Public company aiming to make money by investing in other companies
An investment trust is a public company that raises money by selling shares to investors, and then pools that money to buy and sell a wide range of shares and assets. Different investment trusts will have different aims and different mixes of investments.
Investment trusts, unlike unit trusts, can borrow money to buy shares (known as gearing). This extra buying potential can produce gains in rising markets but also accentuate losses in falling markets. Investment trusts generally have more freedom to borrow than unit trusts that can be sold to the general public.
Unlike with a unit trust, if an investor wants to sell their shares in an investment trust they must find someone else to buy their shares, usually this is done by selling on the stock-market. The investment trust manager is not obliged to buy back shares before the trust’s winding up date.
The price of shares in an investment trust can be lower or higher than the value of the assets attributable to each share – this is known as trading at a discount or at a premium.
Conventional investment trusts
Investment trusts are constituted as public limited companies and issue a fixed number of shares. Because of this they are referred to as closed ended funds.
The trust’s shares are traded on the stock exchange like any public company. The price of an investment trust’s shares depends on the value of its underlying assets and the demand for its shares.
Investment trusts are allowed to borrow money to buy shares (a practice known as gearing). Different investment trusts will do this at varying levels. It’s worth checking before you invest because the level of gearing can affect the return on your investment and how risky it is.
Split Capital Investment Trusts
These run for a specified time, usually five to ten years, although you are not tied in. This type of investment trust issues different types of shares. When they reach the end of their term, payouts are made in order of share type.
You can choose a share type to suit you. Typically the further along the order of payment the share is the greater the risk, but the higher the potential return. You also need to bear in mind the price of shares in an investment trust can go up or down so you could get back less than you invested.

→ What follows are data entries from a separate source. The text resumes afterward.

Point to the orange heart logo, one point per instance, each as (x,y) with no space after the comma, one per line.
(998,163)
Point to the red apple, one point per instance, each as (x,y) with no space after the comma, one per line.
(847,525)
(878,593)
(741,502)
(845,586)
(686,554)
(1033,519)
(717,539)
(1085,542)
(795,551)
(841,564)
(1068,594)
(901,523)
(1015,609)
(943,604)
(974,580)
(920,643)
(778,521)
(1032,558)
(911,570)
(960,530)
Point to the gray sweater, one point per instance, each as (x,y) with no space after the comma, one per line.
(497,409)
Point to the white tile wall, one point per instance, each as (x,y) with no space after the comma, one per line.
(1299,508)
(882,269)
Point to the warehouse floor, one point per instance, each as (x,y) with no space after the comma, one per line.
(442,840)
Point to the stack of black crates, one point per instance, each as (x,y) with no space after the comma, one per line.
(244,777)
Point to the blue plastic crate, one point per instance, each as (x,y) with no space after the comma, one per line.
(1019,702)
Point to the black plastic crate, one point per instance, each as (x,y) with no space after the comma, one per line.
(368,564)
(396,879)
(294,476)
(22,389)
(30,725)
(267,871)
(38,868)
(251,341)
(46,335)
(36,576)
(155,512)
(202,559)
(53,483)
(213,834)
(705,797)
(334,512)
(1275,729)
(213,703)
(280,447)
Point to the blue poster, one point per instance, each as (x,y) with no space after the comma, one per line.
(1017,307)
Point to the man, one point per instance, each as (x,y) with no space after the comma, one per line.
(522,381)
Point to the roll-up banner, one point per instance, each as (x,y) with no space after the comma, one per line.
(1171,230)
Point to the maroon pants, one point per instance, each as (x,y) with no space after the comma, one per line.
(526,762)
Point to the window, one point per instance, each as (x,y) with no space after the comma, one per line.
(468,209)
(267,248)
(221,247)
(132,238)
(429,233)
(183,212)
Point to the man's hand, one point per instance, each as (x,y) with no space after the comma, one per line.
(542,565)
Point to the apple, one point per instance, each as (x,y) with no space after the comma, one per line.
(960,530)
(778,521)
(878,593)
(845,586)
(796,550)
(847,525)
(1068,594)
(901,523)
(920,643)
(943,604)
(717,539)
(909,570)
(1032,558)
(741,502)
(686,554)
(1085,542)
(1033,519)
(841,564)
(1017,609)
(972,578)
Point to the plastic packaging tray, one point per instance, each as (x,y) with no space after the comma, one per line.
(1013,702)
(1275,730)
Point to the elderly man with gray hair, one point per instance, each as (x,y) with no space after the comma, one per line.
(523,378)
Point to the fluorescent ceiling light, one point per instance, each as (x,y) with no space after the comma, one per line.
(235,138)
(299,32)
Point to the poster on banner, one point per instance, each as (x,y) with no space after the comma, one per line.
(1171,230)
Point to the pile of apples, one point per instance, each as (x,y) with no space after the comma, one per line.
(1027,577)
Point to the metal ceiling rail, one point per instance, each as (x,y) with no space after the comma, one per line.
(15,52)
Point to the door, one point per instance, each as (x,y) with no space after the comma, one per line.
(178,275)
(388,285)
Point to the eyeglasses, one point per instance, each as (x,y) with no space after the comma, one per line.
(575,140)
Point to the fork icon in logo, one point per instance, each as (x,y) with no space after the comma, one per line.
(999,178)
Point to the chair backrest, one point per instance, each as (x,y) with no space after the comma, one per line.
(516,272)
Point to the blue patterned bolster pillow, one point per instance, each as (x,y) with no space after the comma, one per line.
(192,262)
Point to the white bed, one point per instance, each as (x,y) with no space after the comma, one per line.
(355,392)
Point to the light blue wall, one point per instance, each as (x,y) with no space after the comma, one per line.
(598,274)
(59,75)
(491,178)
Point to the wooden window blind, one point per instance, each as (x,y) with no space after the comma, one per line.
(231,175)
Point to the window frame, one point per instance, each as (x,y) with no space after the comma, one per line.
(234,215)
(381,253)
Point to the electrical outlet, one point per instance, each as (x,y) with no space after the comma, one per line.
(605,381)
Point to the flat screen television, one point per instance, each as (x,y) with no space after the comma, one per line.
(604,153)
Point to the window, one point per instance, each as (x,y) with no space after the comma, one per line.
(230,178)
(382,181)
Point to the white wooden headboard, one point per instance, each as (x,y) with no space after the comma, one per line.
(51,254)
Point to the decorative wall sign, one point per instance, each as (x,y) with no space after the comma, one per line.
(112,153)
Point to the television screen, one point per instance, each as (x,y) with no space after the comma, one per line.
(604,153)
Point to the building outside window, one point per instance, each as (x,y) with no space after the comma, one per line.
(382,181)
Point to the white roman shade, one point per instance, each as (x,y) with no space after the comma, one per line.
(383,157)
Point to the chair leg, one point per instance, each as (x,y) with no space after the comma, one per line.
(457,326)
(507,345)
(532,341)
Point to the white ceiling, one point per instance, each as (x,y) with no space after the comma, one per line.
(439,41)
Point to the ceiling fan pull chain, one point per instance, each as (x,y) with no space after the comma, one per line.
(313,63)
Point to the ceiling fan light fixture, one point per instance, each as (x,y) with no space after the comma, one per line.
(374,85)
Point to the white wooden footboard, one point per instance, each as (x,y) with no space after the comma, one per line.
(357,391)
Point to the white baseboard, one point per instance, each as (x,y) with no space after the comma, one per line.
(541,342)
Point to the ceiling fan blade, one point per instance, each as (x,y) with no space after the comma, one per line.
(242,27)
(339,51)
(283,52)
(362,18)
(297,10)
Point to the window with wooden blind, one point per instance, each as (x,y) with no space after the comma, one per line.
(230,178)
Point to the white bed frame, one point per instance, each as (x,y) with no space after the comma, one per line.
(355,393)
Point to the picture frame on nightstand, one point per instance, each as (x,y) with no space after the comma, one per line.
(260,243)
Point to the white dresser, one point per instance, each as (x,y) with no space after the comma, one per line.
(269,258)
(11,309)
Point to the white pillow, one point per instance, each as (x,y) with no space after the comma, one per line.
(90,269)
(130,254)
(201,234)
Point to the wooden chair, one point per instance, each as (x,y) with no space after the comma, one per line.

The level of risk and return will depend on the investment trust you choose. It’s important to know what type of assets the trust will invest in, as some are riskier than others.
In addition look at the difference between the investment trust’s share price and the value of its assets as this gap may affect your return. If a discount widens, this can depress returns.
You need to find out if the investment trust borrows money to buy shares. If so, returns might be better but your loses greater. With a split capital investment trust, the risk and return will depend on the type of shares you buy.
All individuals are eligible for a £2,000 tax-free Dividend Allowance (2018/19). Dividends received by pension funds or received on shares within an Individual Savings Account (ISA) will remain tax-efficient and won’t impact your dividend allowance.
Many unit trusts can be held in an ISA. In this case, your income and capital gains will be tax-efficient.
Any profit you make from selling shares outside an ISA may be subject to Capital Gains Tax.